US intelligence agencies have concluded in a newly declassified intelligence report that Saudi crown prince, Mohammed bin Salman, approved a plan to either "capture or kill" Khashoggi. The four-page report confirmed the long-suspected view that the 35-year-old future king had a personal hand in the violent murder of one of his most prominent critics, a columnist and former Saudi insider who was living in exile in the US and used his platform to decry the prince’s crackdown on dissent.
The intelligence report lists three reasons for believing that the crown prince must have approved the operation:
- His control of decision-making in the kingdom since 2017
- The direct involvement in the operation of one of his advisers as well as members of his protective detail
- His "support for using violent measures to silence dissidents abroad"
Khashoggi was lured to the Saudi consulate in Istanbul in Oct. 2018, murdered, and dismembered.
The US announced sanctions on dozens of Saudis but not the prince himself.
Some reactions to the report
The Saudi government has denied that the crown prince was involved, instead blaming a rogue team of government agents. In a statement issued after the report's release, the Saudi Ministry of Foreign Affairs said the Saudi government "completely rejects the negative, false and unacceptable assessment in the report pertaining to the Kingdom's leadership, and notes that the report contained inaccurate information and conclusions."
Senator Ron Wyden, who wrote the law that ultimately forced the report to be published, said there was “no question” in his mind that more should be declassified. He added that more needed to be understood about the Saudi royal’s relationship with Donald Trump, whom he accused of covering up the murder as part of his “transactional” relationship with Saudi Arabia. Wyden’s call for personal sanctions against Prince Mohammed were echoed by Agnès Callamard, the special rapporteur for extrajudicial killings who investigated the murder.
“The United States government should impose sanctions against the Crown Prince, as it has done for the other perpetrators – targeting his personal assets but also his international engagements,” Callamard said. “I call on the government of Saudi Arabia to disclose whether his remains were destroyed onsite or how and where they were disposed. The individuals responsible know only too well the specifics and, in the face of the Saudis’ unconscionable silence, the international community must exert pressure for full disclosure of all the facts.”
“The United States government must re-evaluate and recalibrate the relationship with Saudi Arabia, given the findings of this report, which are part of a disturbing pattern of human rights abuses from the Kingdom.” Said Nancy Pelosi, democratic speaker of the US House of Representatives.
Canadian foreign minister Marc Garneau stated: “(This) was a murderous act, a despicable act. ... We will look at the report that has been issued today but the fact remains that Canada wants the Kingdom of Saudi Arabia to allow a full inquiry so we can get to the bottom of what actually happened.”

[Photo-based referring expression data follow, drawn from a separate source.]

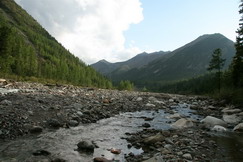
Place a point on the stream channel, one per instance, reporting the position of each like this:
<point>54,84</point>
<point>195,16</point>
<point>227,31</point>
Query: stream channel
<point>106,134</point>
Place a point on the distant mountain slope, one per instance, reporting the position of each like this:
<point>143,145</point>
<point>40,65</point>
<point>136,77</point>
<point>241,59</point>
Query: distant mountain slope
<point>28,50</point>
<point>138,61</point>
<point>188,61</point>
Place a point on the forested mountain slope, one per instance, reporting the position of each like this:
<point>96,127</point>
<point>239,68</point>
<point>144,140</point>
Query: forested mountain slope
<point>186,62</point>
<point>27,49</point>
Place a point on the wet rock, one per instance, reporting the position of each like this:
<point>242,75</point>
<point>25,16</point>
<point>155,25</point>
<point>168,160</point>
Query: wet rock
<point>58,160</point>
<point>106,101</point>
<point>231,111</point>
<point>232,119</point>
<point>182,123</point>
<point>79,113</point>
<point>238,128</point>
<point>153,139</point>
<point>41,153</point>
<point>86,146</point>
<point>156,158</point>
<point>150,105</point>
<point>139,99</point>
<point>54,123</point>
<point>187,156</point>
<point>73,123</point>
<point>36,129</point>
<point>219,128</point>
<point>174,116</point>
<point>6,102</point>
<point>146,125</point>
<point>115,151</point>
<point>210,121</point>
<point>101,159</point>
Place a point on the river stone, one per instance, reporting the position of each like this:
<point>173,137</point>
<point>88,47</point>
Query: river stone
<point>139,99</point>
<point>153,99</point>
<point>150,105</point>
<point>101,159</point>
<point>36,129</point>
<point>232,119</point>
<point>153,139</point>
<point>182,123</point>
<point>79,113</point>
<point>187,156</point>
<point>219,128</point>
<point>231,111</point>
<point>175,116</point>
<point>86,146</point>
<point>212,121</point>
<point>54,123</point>
<point>146,125</point>
<point>58,160</point>
<point>238,128</point>
<point>41,153</point>
<point>73,123</point>
<point>156,158</point>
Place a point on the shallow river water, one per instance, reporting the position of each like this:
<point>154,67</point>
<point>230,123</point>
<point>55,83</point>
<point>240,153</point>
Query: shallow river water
<point>106,134</point>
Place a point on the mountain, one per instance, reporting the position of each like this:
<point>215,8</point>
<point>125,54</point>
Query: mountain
<point>138,61</point>
<point>27,50</point>
<point>185,62</point>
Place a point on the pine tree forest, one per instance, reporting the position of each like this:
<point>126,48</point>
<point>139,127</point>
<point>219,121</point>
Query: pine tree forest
<point>27,50</point>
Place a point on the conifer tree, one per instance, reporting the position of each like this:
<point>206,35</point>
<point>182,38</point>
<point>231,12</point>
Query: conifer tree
<point>237,63</point>
<point>217,63</point>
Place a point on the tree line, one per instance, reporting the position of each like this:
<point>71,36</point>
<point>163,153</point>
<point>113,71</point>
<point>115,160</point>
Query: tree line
<point>27,50</point>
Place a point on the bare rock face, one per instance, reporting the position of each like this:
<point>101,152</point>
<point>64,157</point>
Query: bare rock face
<point>182,123</point>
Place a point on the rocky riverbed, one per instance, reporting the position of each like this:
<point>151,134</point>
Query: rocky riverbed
<point>161,127</point>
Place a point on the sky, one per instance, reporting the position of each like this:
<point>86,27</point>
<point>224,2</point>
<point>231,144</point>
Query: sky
<point>116,30</point>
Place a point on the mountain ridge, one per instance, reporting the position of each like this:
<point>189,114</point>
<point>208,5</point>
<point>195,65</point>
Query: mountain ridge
<point>28,50</point>
<point>184,62</point>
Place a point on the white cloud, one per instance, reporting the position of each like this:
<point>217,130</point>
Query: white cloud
<point>91,29</point>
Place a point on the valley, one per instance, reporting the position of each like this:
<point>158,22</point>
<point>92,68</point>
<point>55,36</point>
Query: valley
<point>143,126</point>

His fiancé also twitted: “Since the day this innocent journalist was brutally murdered, we have called for two important actions: for the facts to come to light and for accountability on the part of those responsible. Today’s release of the report has brought the facts to light. Now, the man who authorized this brutal murder must be held fully accountable for it.”
Democracy for the Arab World Now (DAWN), the US-Based rights group founded by Khashoggi, thanked the Biden administration for “transparency” but urged for the imposition of sanctions on MBS. “President Biden should now fulfil his promise to hold MBS accountable for this murder by, at minimum, imposing the same sanctions on him as those imposed on his underling culprits and ending the weapons transfers to Saudi Arabia that would be controlled by an unelected, brutal murderer.” Said the group’s Executive Director Sarah Leah Whitson.